Global Community Failing To Address Health Inequalities

“The goal of the WHO — amplified … in the Universal Declaration of Human Rights — is to ensure the attainment by the entire world’s people of the highest possible level of health,” Calum Macpherson, director and vice president of the Windward Islands Research and Education Foundation, writes in a Devex opinion piece. “A recent series of three articles in the Journal of the Royal Society of Medicine examined just how short we have fallen in achieving that ‘absolute right,’ and presents a challenging path toward doing so,” he states, noting, “Eminent physician Sir Kenneth Stuart and distinguished veterinarian and microbiologist Lord (Lawson) Soulsby, trace the long history of man’s efforts to attain universal access to a minimum level of health, from Aristotle to the formation — in April 1948 — of the World Health Organization, an anniversary celebrated as World Health Day.” He continues, “Here in Britain, four major reports over the past 30 years have found that, despite continuous improvement, the gap in health outcomes between those at the top and bottom of the social scale remains significant and, in some instances, continues to worsen.”
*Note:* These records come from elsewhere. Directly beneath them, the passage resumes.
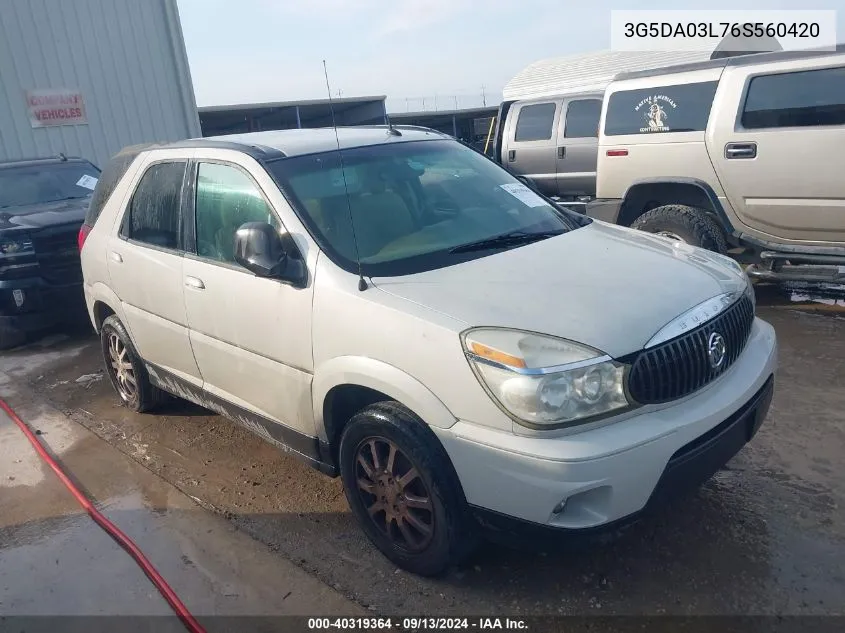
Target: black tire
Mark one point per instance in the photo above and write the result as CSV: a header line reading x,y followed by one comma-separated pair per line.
x,y
11,337
452,537
692,225
145,396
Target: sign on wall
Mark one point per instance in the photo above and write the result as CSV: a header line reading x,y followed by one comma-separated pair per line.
x,y
55,107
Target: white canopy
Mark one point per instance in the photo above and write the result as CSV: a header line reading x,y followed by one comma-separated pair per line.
x,y
589,72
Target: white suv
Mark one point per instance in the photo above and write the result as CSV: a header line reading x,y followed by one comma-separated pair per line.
x,y
396,309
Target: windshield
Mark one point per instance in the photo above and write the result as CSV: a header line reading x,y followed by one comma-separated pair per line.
x,y
49,182
414,204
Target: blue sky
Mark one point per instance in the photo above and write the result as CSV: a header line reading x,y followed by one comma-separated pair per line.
x,y
243,51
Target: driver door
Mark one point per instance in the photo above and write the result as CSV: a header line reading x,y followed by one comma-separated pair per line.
x,y
251,336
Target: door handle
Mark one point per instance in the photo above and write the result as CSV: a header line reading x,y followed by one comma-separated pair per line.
x,y
741,150
195,283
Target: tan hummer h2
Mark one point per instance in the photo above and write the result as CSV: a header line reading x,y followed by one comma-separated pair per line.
x,y
736,152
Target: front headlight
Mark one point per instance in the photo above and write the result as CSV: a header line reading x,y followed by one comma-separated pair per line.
x,y
542,381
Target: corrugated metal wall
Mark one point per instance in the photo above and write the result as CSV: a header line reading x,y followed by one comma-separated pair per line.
x,y
126,57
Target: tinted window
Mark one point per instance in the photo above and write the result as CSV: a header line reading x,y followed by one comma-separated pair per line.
x,y
411,203
807,98
108,180
582,119
535,122
44,183
226,199
681,108
153,215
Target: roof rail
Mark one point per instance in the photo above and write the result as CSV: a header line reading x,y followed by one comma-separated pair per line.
x,y
255,150
736,60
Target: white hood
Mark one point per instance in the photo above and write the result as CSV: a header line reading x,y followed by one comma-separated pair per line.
x,y
602,285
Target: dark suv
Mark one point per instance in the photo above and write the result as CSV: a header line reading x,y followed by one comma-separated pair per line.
x,y
42,205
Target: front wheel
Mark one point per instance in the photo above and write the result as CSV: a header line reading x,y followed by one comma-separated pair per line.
x,y
685,224
126,369
403,490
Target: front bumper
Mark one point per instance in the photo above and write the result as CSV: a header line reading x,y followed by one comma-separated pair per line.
x,y
601,477
42,305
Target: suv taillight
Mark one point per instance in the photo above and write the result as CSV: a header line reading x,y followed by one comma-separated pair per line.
x,y
84,230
Macpherson notes “an increasing ‘globalization’ in the framing of our public health strategies,” and writes, “To be effective, we must think in terms of a uniform approach to improving health outcomes everywhere.” He states, “Lack of access to health is a function of poverty,” adding, “Factors besides poverty are also at work, including infrastructure, social services, education, housing, population planning, fresh water and electrical delivery, agriculture and livestock management — factors that lie well beyond the portfolios of the world’s existing departments and ministries of health.” He continues, “To meet these complex challenges, Stuart and Soulsby recommend that each country establish a ‘National Council for the Reduction of Health Inequalities,’ empowered to coordinate the efforts of governmental agencies as well as professional groups and civil society,” and adds, “Internationally, the array of issues and stakeholders is such that the coordination of the World Health Organization and its Global Commission on the Social Determinants of Health will be critical” (3/25).